The authors make a case for foundations to “go big,” into impact to realize the best outcomes, and to take a portfolio approach, meaning integrating impact principles into how they approach all investments. To make this happen, foundations need to incorporate impact into their investment policy statements, which determine how they allocate assets.

It will be difficult for foundations that want to shift their assets to impact to pull out of investments such as private-equity or venture-capital funds that can have holdings periods of a decade. But with a policy statement in place, a foundation’s investment team can reinvest this long-term capital once it is returned into impact investing options, she says.

“The transition doesn’t happen overnight,” Reddy says. “Even if there is a commitment for an established foundation that is already fully invested, it takes several years to get there.”

The Skoll Foundation, established in 1999, revised its investment policy statement in 2006 to incorporate impact. According to the report, the foundation initially divested of investments that were not in sync with its values, and then gradually, working with Capricorn Investment, began exploring impact opportunities mostly in early-stage companies developing solutions to climate change.

“As the team gained more knowledge and experience in this work, and as more investment opportunities arose, the impact-aligned portfolio expanded across different asset classes, issue areas, and fund managers,” the report said.

As of 2022, 70% of the Skoll Foundation’s assets are in impact investments addressing climate change, inclusive capitalism, health and wellness, and sustainable markets.

Capricorn, which manages US$9 billion for foundations and institutional investors through impact investments, constructs portfolios across asset classes.
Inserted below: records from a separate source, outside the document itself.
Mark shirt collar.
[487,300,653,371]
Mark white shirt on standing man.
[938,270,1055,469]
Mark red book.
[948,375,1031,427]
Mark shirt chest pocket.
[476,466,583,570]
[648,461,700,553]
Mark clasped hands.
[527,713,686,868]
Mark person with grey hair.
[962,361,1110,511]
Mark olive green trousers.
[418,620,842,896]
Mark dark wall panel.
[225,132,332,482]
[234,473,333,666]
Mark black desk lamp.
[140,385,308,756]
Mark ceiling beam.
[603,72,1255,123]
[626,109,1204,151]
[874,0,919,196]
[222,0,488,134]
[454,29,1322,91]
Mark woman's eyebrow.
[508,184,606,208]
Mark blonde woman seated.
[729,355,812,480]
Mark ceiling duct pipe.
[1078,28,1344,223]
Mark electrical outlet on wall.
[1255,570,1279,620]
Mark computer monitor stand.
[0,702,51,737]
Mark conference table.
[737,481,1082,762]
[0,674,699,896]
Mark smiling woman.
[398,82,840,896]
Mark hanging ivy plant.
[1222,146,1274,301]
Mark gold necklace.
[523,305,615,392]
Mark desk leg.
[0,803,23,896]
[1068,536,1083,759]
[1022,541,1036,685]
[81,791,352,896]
In private markets, this can include venture, private equity, private credit, real estate, and infrastructure. There are also impact options in the public markets, in both stocks and bonds.
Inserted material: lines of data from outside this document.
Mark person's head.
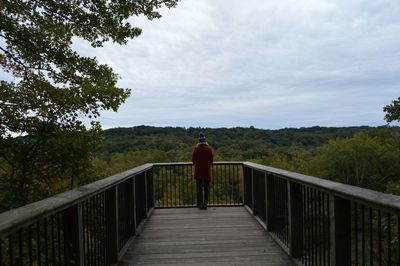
[199,132,206,143]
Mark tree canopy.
[383,97,400,123]
[0,0,178,136]
[0,0,178,210]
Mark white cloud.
[71,0,400,128]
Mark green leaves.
[0,0,178,209]
[383,97,400,123]
[0,0,178,133]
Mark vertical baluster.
[228,164,233,205]
[171,165,177,206]
[301,186,307,265]
[224,164,228,204]
[310,188,316,265]
[28,225,33,266]
[8,234,14,266]
[321,192,326,266]
[0,238,4,265]
[326,194,332,265]
[168,165,174,207]
[36,221,42,266]
[161,166,168,207]
[369,207,374,266]
[44,218,49,266]
[57,213,62,265]
[307,187,313,265]
[50,215,56,265]
[18,229,24,265]
[179,165,186,205]
[190,165,194,205]
[96,194,101,265]
[92,195,97,265]
[89,197,95,265]
[361,205,365,266]
[82,200,89,265]
[18,229,24,265]
[317,191,323,265]
[387,213,392,266]
[378,210,382,266]
[354,202,358,266]
[183,165,190,205]
[397,216,400,264]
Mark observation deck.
[0,162,400,266]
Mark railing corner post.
[106,185,119,263]
[63,203,84,266]
[329,194,351,266]
[288,181,303,258]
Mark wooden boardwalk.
[121,207,292,266]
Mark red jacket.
[192,144,214,181]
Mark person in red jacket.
[192,133,214,210]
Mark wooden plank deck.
[121,207,292,266]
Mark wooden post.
[267,176,276,232]
[287,181,303,258]
[251,168,256,215]
[264,172,268,231]
[106,185,119,263]
[63,203,84,266]
[132,175,138,230]
[144,171,149,215]
[329,195,351,266]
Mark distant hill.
[96,126,400,158]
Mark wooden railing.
[243,162,400,266]
[0,164,154,266]
[153,162,243,208]
[0,162,400,266]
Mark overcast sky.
[75,0,400,129]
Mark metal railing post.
[63,203,84,266]
[329,195,351,266]
[105,185,119,263]
[287,181,303,258]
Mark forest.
[0,123,400,211]
[93,126,400,195]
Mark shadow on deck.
[121,207,291,265]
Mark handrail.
[0,164,154,265]
[243,162,400,266]
[0,162,400,266]
[243,162,400,214]
[0,164,153,236]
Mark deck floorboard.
[121,207,292,266]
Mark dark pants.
[196,179,210,206]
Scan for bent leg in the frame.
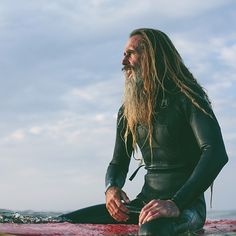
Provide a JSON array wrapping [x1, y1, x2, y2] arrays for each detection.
[[139, 199, 206, 236], [60, 204, 117, 224]]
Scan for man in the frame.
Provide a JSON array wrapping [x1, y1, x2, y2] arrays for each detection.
[[61, 29, 228, 236]]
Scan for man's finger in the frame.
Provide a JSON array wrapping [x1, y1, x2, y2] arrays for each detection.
[[121, 191, 130, 203]]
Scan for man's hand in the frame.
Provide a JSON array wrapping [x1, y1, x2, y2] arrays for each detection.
[[139, 200, 180, 225], [106, 187, 130, 222]]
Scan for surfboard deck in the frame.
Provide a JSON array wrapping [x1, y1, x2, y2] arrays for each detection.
[[0, 220, 236, 236]]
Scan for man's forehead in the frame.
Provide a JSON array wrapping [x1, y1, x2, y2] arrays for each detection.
[[125, 35, 142, 50]]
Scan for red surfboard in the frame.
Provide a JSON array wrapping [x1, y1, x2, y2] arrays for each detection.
[[0, 220, 236, 236]]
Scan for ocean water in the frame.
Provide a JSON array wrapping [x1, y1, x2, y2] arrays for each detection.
[[0, 209, 236, 224]]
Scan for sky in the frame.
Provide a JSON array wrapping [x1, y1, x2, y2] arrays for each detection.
[[0, 0, 236, 211]]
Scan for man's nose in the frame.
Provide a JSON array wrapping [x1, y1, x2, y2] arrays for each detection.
[[122, 56, 129, 66]]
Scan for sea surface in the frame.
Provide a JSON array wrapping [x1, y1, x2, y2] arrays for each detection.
[[0, 209, 236, 224]]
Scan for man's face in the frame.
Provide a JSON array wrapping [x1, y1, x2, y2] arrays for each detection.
[[122, 35, 141, 78]]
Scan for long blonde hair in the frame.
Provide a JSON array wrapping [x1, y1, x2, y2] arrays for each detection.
[[124, 28, 210, 149]]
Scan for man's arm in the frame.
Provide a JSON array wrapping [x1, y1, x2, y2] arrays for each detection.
[[172, 99, 228, 210], [105, 108, 133, 221]]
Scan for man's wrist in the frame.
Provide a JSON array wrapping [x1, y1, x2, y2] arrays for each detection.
[[105, 183, 118, 194]]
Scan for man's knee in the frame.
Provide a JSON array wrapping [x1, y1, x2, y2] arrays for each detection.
[[139, 218, 175, 236]]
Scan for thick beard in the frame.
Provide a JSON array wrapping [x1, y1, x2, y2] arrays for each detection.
[[123, 68, 147, 127]]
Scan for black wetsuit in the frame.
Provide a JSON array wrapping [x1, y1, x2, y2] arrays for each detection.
[[61, 92, 228, 235]]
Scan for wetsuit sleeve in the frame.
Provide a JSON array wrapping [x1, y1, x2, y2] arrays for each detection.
[[105, 108, 133, 190], [172, 97, 228, 210]]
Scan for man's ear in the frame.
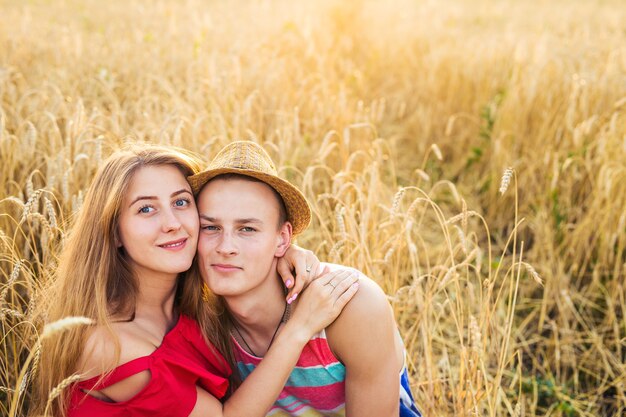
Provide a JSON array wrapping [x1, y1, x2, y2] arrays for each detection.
[[274, 222, 293, 258]]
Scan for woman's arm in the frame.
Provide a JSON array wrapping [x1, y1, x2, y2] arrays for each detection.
[[190, 270, 358, 417], [276, 244, 323, 304]]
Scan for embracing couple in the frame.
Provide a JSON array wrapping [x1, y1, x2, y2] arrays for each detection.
[[32, 142, 420, 417]]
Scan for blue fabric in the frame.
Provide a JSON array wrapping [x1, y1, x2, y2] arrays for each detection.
[[400, 367, 422, 417]]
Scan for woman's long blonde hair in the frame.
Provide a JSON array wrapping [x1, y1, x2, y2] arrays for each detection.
[[31, 144, 205, 416]]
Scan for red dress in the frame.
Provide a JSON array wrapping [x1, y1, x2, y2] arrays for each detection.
[[69, 315, 231, 417]]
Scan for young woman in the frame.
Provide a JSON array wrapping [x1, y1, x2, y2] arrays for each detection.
[[32, 145, 356, 417]]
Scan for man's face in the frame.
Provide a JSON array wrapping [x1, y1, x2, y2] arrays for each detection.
[[197, 178, 291, 297]]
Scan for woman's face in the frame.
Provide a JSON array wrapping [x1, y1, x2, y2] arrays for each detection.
[[118, 165, 198, 278]]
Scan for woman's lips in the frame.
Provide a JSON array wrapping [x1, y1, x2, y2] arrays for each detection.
[[211, 264, 243, 272], [158, 237, 187, 251]]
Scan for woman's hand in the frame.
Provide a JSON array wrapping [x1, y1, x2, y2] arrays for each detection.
[[276, 245, 322, 304], [288, 269, 359, 340]]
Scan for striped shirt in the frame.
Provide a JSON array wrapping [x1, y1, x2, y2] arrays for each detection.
[[232, 330, 421, 417]]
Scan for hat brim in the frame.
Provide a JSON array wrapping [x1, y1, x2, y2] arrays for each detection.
[[187, 168, 311, 235]]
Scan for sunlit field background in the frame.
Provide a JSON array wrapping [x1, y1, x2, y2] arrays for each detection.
[[0, 0, 626, 416]]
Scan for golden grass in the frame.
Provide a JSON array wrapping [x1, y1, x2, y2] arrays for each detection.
[[0, 0, 626, 416]]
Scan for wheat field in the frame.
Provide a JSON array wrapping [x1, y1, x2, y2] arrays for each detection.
[[0, 0, 626, 417]]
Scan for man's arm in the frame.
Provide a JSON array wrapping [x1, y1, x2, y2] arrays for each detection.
[[327, 266, 403, 417]]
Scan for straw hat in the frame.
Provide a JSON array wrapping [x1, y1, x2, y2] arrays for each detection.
[[187, 141, 311, 235]]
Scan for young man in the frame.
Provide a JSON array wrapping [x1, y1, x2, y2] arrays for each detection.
[[189, 142, 420, 417]]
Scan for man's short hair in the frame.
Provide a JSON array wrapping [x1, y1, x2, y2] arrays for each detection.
[[207, 173, 287, 228]]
“Across the spectrum there are opportunities available now to do this in an authentic manner while preserving financial goals,” Reddy says.

Of the foundations surveyed, about 15, including Skoll, have 50% or more of their assets invested for impact. Others include the Lora & Martin Kelley Foundation, the Nathan Cummings Foundation, the Russell Family Foundation, and the Winthrop Rockefeller Foundation.

Though not part of the study, the California Endowment just announced it was going “all in” on impact. The organisation has US$4 billion in assets under management, which likely makes it the largest foundation to undergo the shift, according to Mission Investors Exchange.

Although the researchers looked at a fairly small sample set of foundations, Reddy says it provides data “that is indicative of what the foundation universe” might look like.

“We cannot tell foundations how to invest and that’s not the intent, but we do want to spread the message that it is quite possible to align their assets to impact,” she says. “The idea is that this becomes a boardroom conversation.”